DPT Dışında Oluşan Bir Plan, 4.Plan

DPT Dışında Oluşan Bir Plan, 4.Plan

 

 

27 Mayıs 1960 devrim hareketlerinin felsefi inancından biri de yarı sömürge, yarı feodal bir ülkenin kurtuluşunu sağlayacak araçlardan birinin planlı kalkınma yöntemi olduğu idi. Bu inanaç 1961 Anayasasının 41. ve 129. maddelerinde somutlaştırılmıştır. Bu maddelere göre ulusal tasarrufu artırma; yatırımları toplum yararının gerektirdiği önceliklere yöneltme; iktisadi, sosyal ve kültürel kalkınmayı plana bağlı olarak yürütme ödevleri devlete verilmiştir. Bu ödevlerin yerine getirilmesi için de bir Devlet Planlama Teşkilâtı kurulmuştur. Planlama Teşkilâtı, Anayasa tarafından, hükümetlere doğrudan bağımlılıktan kurtarılmış ve siyasal iktidar sahiplerinin günlük emirleri dışına çıkartılmıştır; teşkilât hükümetin emrinde değil devletin hizmetinde bir örgüt olarak kurulmuştur.

DÖRDÜNCÜ PLAN

Devletin bu örgütü bu günlerde 1978 yılında yürürlüğe girecek olan Dördüncü Beş Yıllık Planının hazırlık çalışmalarına başlamıştır ve plan 1977'nin son aylarında TBMM'ne sunulmak zorunluluğundadır. Bu çalışmaların yoğunluk kazandığı şu günlerde ortaya iki önemli sorun ortaya çıkmıştır. Bunlardan birincisi, Dördüncü Planın yapısının Ortak Pazar'ın kapitalizmini esas alan yapısına uyumunun nasıl sağlanacağı; ikincisi ise siyasal iktidar sahiplerinin farklı tercihlerinin bu plana ne ölçüde yansıtılabileceğidir. Bu iki sorun da plan teknolojisi ve felsefesi açısından çelişkiler doğuran sorunlardır. Daha önce de vurguladığımız üzere (1) Ortak Pazar olgusu kabul edilirse planın emredicilik niteliği esas alınırsa Katma protokol çiğnenecektir. Bu çelişki varlığını sürdürmekte ve kesin çözüm beklemektedir.
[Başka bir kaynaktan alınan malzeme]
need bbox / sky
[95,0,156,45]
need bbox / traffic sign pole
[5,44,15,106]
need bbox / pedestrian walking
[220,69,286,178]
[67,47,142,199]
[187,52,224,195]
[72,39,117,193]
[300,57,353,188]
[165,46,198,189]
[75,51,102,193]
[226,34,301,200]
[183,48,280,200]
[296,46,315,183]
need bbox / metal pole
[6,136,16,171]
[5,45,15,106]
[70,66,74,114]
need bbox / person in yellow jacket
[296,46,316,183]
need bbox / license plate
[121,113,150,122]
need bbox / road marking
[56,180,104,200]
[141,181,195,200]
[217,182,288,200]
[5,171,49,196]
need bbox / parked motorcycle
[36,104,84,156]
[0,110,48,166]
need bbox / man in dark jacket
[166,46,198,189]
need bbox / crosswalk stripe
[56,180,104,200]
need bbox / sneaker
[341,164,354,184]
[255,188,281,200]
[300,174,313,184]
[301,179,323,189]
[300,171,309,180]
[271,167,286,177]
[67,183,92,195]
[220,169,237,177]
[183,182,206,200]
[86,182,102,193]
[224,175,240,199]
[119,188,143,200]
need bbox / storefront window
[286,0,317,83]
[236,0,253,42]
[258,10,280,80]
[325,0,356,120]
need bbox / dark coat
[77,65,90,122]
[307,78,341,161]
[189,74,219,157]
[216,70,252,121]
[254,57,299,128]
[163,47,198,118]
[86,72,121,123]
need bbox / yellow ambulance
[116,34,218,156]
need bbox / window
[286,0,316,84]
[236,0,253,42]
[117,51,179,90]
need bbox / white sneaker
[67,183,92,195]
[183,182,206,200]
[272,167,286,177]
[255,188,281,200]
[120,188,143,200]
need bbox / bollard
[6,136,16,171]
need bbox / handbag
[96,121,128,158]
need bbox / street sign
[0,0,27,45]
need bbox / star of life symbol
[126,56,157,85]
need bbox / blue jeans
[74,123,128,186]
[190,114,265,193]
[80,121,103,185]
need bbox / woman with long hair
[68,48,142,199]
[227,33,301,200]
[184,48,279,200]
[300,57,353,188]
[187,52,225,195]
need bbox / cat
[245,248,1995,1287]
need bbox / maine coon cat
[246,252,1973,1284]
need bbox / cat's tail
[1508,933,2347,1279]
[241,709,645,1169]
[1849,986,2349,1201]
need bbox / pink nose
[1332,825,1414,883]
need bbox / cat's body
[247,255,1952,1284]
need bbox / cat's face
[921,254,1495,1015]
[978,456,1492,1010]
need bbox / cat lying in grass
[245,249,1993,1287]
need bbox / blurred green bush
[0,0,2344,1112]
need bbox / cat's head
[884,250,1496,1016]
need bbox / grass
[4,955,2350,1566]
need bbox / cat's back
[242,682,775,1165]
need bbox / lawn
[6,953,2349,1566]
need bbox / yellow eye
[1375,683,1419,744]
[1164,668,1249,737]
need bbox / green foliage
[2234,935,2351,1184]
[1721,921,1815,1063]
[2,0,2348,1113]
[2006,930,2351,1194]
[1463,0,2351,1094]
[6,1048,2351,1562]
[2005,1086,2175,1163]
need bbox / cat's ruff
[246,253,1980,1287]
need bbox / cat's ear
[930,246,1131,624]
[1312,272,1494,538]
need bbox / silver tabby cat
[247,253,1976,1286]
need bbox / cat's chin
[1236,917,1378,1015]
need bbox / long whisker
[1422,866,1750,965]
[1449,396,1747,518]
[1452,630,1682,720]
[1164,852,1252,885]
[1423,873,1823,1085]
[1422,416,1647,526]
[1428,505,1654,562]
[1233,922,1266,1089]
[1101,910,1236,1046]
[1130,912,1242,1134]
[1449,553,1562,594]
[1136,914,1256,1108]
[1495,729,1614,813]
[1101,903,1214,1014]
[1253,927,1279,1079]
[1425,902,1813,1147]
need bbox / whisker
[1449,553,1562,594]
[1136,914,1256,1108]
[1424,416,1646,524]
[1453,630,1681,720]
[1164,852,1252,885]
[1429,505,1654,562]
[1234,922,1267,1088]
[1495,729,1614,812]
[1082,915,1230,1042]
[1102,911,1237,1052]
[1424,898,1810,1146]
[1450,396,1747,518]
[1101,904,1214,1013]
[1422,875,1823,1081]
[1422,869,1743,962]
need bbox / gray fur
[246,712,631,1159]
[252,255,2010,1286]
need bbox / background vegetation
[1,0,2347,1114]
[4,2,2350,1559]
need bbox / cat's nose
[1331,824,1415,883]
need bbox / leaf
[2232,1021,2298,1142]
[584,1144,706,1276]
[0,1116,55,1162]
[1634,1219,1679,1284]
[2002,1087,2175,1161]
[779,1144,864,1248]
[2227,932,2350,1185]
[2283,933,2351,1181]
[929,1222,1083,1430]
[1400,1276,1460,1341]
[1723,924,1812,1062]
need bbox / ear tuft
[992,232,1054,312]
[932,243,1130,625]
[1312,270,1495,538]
İkinci sorun ise aynı birincisi gibi bir çıkmaz içindedir. Bu çıkmaz durum temelde iki yönlüdür; Birinci yönü siyasal iktidar sahiplerinin vurguladıkları önceliklerin farklılığından ileri gelmektedir. Kimi sahipler manevî plan isterken kimi sahipler kapitalizmin sömürü temellerini güçlendirecek plan, kimisi Atatürkçü Plan, kimisi de ulusal toplumcu plan istemektedirler. Fakat hiç birisi ülkenin ana sorunu olan, yarı sömürge yarı feodal yapıdan kurtuluşu öngören nitelikte bir plandan söz açmamaktadır. Bundan ötürü de ülkenin somut koşullarına uyum gösteren, sorunlarına çözüm getiren, gerçekçi ve bilimsel nitelikte öze sahip bir plan temel stratejisi oluşturulamamaktadır.

Dört ayrı slogan etrafında oluşturmak istenilen planın temel sorunu çözümleyebilecek nitelikten yoksun bırakılması bir yana, bu dört sloganın sisli havası içinde beliren dört ayrı nitelik birbirleriyle çelişmektedir. Atatürkçü plan ile ulusal toplumcu ya da manevi plan anlayışı zıtlaşmaktadır. Kapitalizmin güçlendirilmesi öngörülen bir plan anlayışının kalkınma planı terimi ile yan yana getirilmesi ise salt çelişkili bir olgudur. Dördüncü Planın ikinci temel çıkmazının bir başka yönü de, projesi olmayan büyük ölçekteki üretim tesislerinin daha planın makro dengeleri bilinmeden ilân edilmiş olmasıdır. İki trilyon lira civarında yatırım yapılmasına karar vermek sadece mutluluk kaynağıdır. Ama bu miktarda bir yatırımın gerçekten bu ölçekte olacağının temeli nedir? Makro dengeler acaba ne kadar yatırım gerekliliğini gösterecektir? Bu gereklilik salt eskiden edinilmiş plancı deneylerinin verdiği bir güdüsel tahminin sonucu mudur? Bu yatırım miktarı belli bir kalkınma hızı esas alınarak şöyle bir kaba tahmin ise bu tahmin üzerine, fabrikaların üretimde bulunacakları konular nasıl saptanabilmekte, kuruluş yerleri hangi bilimsel verilere göre seçilebilmektedir?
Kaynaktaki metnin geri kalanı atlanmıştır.